Department of Orthopaedic Surgery, Columbia University Medical Center, New York, NY, USA.
J Am Acad Orthop Surg. 2011 May;19(5):287-96. doi: 10.5435/00124635-201105000-00006.
The ulnar and radial collateral ligaments are primary stabilizers of the thumb metacarpophalangeal (MP) joint. Injury to these ligaments can lead to instability and disability. Stress testing is essential to establish the diagnosis. Complete tear is diagnosed on physical examination when the proximal phalanx of the thumb can be angulated ulnarly or radially on the metacarpal head by 30° to 35° with the MP joint in either zero degrees of extension or 30° of flexion. Lack of a firm end point or angulation measuring >15° on stress testing compared with the contralateral thumb MP joint are also indicative of complete tear. Partial ligament injuries may be managed nonsurgically, but complete tears are usually managed surgically. Various techniques are used to reattach the ligament to bone, including suture anchors and, less commonly, repair of midsubstance tears. Options for managing chronic injuries include ligament repair, ligament reconstruction with a free tendon graft, and arthrodesis of the MP joint.

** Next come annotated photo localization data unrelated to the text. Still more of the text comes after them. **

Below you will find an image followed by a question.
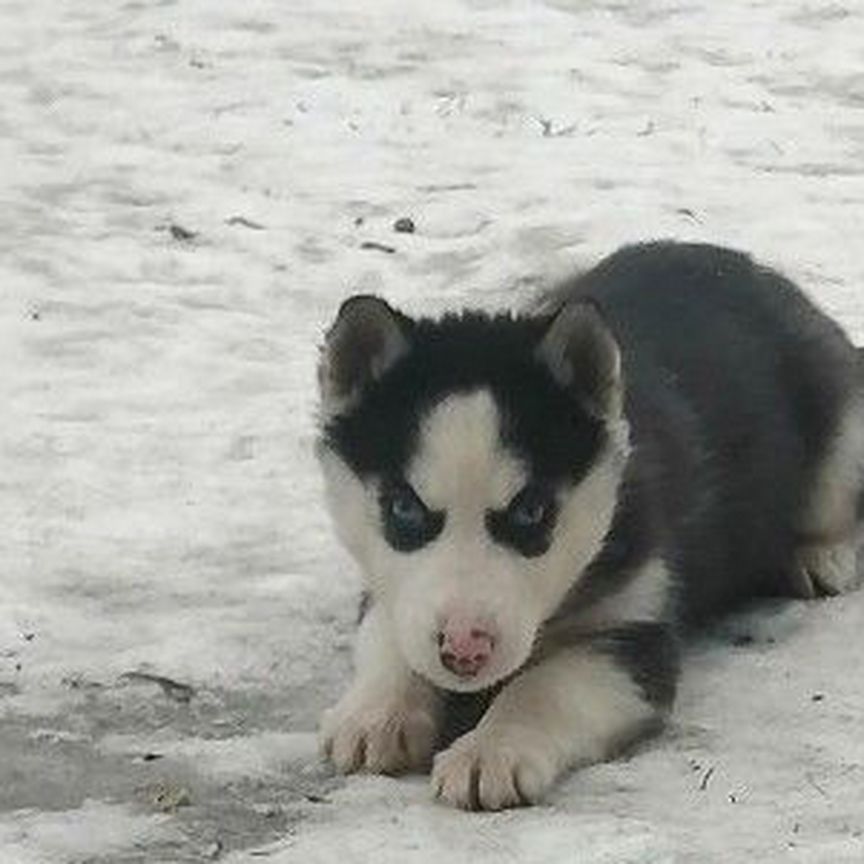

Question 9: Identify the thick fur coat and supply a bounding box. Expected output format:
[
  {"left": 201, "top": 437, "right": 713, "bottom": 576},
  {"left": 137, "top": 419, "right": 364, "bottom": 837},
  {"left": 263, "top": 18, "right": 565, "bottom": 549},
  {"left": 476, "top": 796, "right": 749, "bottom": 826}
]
[{"left": 316, "top": 242, "right": 862, "bottom": 810}]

尺侧和桡侧侧副韧带是拇指掌指(MP)关节的主要稳定结构。这些韧带的损伤可导致不稳定和功能障碍。应力测试对于确立诊断至关重要。当拇指近节指骨在 MP 关节处于伸直 0 度或屈曲 30 度时,可向尺侧或桡侧成角 30°至 35°,与对侧拇指 MP 关节相比,在应力测试时缺乏坚定的终点或成角 >15°,可诊断为完全撕裂。部分韧带损伤可能可以非手术治疗,但完全撕裂通常需要手术治疗。各种技术用于将韧带重新附着到骨上,包括缝线锚钉,较少情况下用于修复中间部分撕裂。慢性损伤的处理选择包括韧带修复、游离肌腱移植重建韧带和 MP 关节融合。